Plant breeding faces the inherent problem of ensuring that there are no disincentives that might hamper breeders from delivering improved plant varieties to growers and bringing superior produce to consumers. Plant variety or breeder’s rights is one means of addressing these concerns, regulating for an incentive for plant breeders to develop these improved varieties. The International Convention for the Protection of New Varieties of Plants done, most recently, at Geneva on 19 March 1991 (UPOV 1991) provides a framework agreement consistent with the World Trade Organization’s Agreement on Trade-Related Aspects of Intellectual Property Rights. UPOV 1991 provides for exclusive rights (variously called a variety right or a breeder’s right) for ‘propagating material’ and then extends this to ‘harvested material’ and the products of ‘harvested material’. The key effect of these regulated exclusive rights is to facilitate a royalty on new varieties by limiting the dealings with that variety as a reward and incentive to breed improved varieties — the virtuous cycle facilitating new and better varieties into the market for the benefit of consumers.

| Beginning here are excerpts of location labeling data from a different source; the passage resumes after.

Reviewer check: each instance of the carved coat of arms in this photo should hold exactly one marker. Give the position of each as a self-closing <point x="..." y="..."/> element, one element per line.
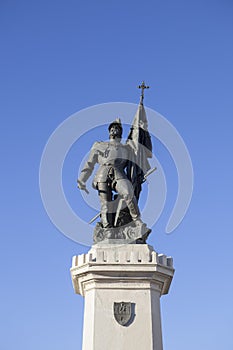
<point x="122" y="312"/>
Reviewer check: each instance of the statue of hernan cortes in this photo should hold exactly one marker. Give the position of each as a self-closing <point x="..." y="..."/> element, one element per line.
<point x="122" y="170"/>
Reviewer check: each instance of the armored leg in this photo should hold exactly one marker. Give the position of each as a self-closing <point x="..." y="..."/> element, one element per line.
<point x="125" y="190"/>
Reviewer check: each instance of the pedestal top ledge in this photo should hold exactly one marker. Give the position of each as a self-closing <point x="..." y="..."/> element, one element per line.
<point x="127" y="261"/>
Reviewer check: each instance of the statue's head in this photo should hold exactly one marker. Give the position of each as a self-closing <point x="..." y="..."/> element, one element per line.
<point x="115" y="129"/>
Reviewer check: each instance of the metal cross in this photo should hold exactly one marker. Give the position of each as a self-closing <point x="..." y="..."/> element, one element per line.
<point x="142" y="87"/>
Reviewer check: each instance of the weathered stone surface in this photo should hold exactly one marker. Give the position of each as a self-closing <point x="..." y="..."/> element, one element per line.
<point x="133" y="275"/>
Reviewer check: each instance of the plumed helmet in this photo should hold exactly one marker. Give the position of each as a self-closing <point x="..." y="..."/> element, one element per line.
<point x="116" y="122"/>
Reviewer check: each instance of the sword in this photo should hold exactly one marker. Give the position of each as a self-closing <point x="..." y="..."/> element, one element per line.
<point x="148" y="174"/>
<point x="121" y="201"/>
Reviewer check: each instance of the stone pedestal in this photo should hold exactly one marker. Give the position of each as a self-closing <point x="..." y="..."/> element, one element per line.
<point x="122" y="285"/>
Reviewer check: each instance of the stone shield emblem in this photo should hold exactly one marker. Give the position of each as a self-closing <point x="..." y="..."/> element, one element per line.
<point x="122" y="312"/>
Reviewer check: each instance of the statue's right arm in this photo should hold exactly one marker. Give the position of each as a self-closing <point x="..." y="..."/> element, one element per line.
<point x="88" y="167"/>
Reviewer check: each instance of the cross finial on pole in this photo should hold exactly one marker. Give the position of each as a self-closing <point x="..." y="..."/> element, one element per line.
<point x="142" y="87"/>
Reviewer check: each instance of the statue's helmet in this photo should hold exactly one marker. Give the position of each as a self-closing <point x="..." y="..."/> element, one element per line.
<point x="117" y="123"/>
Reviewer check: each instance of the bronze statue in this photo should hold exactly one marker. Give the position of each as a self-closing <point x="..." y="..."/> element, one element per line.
<point x="122" y="170"/>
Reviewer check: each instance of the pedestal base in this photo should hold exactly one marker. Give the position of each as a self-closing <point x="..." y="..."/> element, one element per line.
<point x="122" y="285"/>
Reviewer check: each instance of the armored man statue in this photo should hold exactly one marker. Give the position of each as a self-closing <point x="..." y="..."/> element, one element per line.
<point x="122" y="170"/>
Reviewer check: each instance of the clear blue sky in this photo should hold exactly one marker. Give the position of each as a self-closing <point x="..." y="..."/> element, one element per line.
<point x="58" y="57"/>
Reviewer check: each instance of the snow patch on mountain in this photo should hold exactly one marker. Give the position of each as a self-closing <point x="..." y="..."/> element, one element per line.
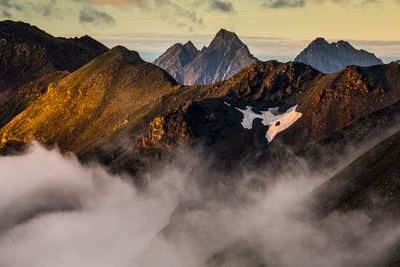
<point x="276" y="122"/>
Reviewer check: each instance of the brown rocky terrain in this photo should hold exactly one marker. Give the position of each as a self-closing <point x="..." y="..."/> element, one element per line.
<point x="333" y="57"/>
<point x="225" y="56"/>
<point x="30" y="57"/>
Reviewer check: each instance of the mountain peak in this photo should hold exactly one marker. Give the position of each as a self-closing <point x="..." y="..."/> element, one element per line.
<point x="333" y="57"/>
<point x="225" y="56"/>
<point x="190" y="48"/>
<point x="226" y="35"/>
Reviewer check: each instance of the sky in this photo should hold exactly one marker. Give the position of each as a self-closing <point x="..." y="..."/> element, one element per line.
<point x="273" y="29"/>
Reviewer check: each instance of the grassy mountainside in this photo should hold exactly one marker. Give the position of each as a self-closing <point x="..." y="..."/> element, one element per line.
<point x="119" y="97"/>
<point x="29" y="57"/>
<point x="92" y="103"/>
<point x="371" y="182"/>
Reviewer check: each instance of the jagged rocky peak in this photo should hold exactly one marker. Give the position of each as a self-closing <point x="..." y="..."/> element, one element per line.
<point x="333" y="57"/>
<point x="225" y="56"/>
<point x="223" y="37"/>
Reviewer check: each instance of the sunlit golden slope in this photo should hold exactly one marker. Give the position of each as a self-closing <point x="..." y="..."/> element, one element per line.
<point x="91" y="103"/>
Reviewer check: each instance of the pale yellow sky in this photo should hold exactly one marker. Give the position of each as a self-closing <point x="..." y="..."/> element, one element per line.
<point x="152" y="27"/>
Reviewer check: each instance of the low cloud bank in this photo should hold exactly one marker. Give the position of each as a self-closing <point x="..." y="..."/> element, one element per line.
<point x="56" y="212"/>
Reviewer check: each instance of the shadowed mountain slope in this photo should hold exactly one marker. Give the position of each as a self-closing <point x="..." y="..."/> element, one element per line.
<point x="29" y="57"/>
<point x="334" y="57"/>
<point x="80" y="110"/>
<point x="119" y="97"/>
<point x="225" y="56"/>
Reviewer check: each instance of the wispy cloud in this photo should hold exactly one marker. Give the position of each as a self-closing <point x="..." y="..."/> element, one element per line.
<point x="92" y="16"/>
<point x="224" y="6"/>
<point x="303" y="3"/>
<point x="94" y="11"/>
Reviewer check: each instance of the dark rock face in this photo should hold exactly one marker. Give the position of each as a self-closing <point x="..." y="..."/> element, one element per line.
<point x="225" y="56"/>
<point x="31" y="57"/>
<point x="334" y="57"/>
<point x="176" y="58"/>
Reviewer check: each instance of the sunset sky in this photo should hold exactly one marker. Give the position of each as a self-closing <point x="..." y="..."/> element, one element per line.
<point x="273" y="29"/>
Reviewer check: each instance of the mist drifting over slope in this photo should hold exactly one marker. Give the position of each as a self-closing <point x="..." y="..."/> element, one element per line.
<point x="56" y="212"/>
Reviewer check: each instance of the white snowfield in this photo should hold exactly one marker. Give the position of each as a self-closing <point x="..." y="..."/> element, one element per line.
<point x="276" y="122"/>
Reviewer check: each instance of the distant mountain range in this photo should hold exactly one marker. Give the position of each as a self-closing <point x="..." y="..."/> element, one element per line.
<point x="333" y="57"/>
<point x="110" y="105"/>
<point x="224" y="57"/>
<point x="30" y="59"/>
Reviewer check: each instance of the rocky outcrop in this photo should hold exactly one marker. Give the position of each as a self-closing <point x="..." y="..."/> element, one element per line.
<point x="333" y="57"/>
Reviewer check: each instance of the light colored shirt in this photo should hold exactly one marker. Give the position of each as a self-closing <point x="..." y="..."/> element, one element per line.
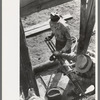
<point x="61" y="32"/>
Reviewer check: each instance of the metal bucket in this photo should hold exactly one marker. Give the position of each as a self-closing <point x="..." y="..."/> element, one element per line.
<point x="54" y="93"/>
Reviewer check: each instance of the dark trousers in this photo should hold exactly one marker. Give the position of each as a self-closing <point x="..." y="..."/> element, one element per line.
<point x="60" y="45"/>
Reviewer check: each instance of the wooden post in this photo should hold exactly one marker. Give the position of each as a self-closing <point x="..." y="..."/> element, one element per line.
<point x="86" y="25"/>
<point x="27" y="77"/>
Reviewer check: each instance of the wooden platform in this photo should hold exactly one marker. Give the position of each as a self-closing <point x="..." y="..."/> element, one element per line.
<point x="35" y="29"/>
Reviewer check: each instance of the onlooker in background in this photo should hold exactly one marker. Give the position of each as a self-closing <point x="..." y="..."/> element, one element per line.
<point x="61" y="32"/>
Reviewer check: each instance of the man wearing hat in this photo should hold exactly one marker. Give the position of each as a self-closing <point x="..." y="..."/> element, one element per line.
<point x="83" y="72"/>
<point x="61" y="32"/>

The problem addressed by this article is the extension of the exclusive rights for ‘propagating material’ to ‘harvested material’ and the products of ‘harvested material’. This is essentially an issue about the meaning of ‘harvested material’, and specifically, that ‘harvested material’ that is also ‘propagating material’ should be considered ‘propagating material’ per se for the purposes of UPOV 1991 and national implementing laws.

'Access to biodiversity for food production: Reconciling open access digital sequence information with access and benefit sharing' by Brad Sherman and Robert J Henry in (2021) 14(5) Molecular Plant comments 

Over the last 40 years or so, a complex web of international legal agreements was developed that regulate the access, transfer, and use of plant genetic resources. These include the Convention on Biological Diversity (CBD), the Nagoya Protocol, and the International Treaty on Plant Genetic Resources (Figure 1). In developing these legal regimes, policy makers struggled to balance a number of conflicting demands. These included ensuring that access providers share in the benefits that arise from the use of their genetic resources; that users who value-add to genetic resources can protect their innovations via intellectual property; and, at the same time, that scientists and breeders have ongoing access to genetic resources. While there are problems with the existing regimes, they have reached an uneasy compromise of sorts. 

[graphic omitted] 

In recent years, dramatic changes in the life sciences have threatened to undermine this complex and fragile balance (Unamba et al., 2015). These changes have been facilitated by new genomic technologies such as gene editing and synthetic biology (McDaniel and Weiss, 2005), by improved and cheaper sequencing technologies (Shaffer, 2007) that rapidly increased the availability of DNA sequence data, and advances in whole-genome sequencing (Figure 1). Genomics is now a major source of data, rivalling big data disciplines like astronomy in the pace of data acquisition, storage, and analysis (Stephens et al., 2015). Open access international data repositories, such as GenBank, the DNA Databank of Japan, and European Molecular Biological Laboratory, that house a huge amount of DNA sequence-related data (estimated at over 1.5 billion sequences) (WiLDSI, 2020) facilitate the sharing and use of digital sequence information (DSI) (Ad Hoc Technical Group on Digital Sequence Information, 2020). The scientific value of public databases largely comes from the aggregation of data that allow scientists to identify patterns across the stored sequences (WiLDSI, 2020).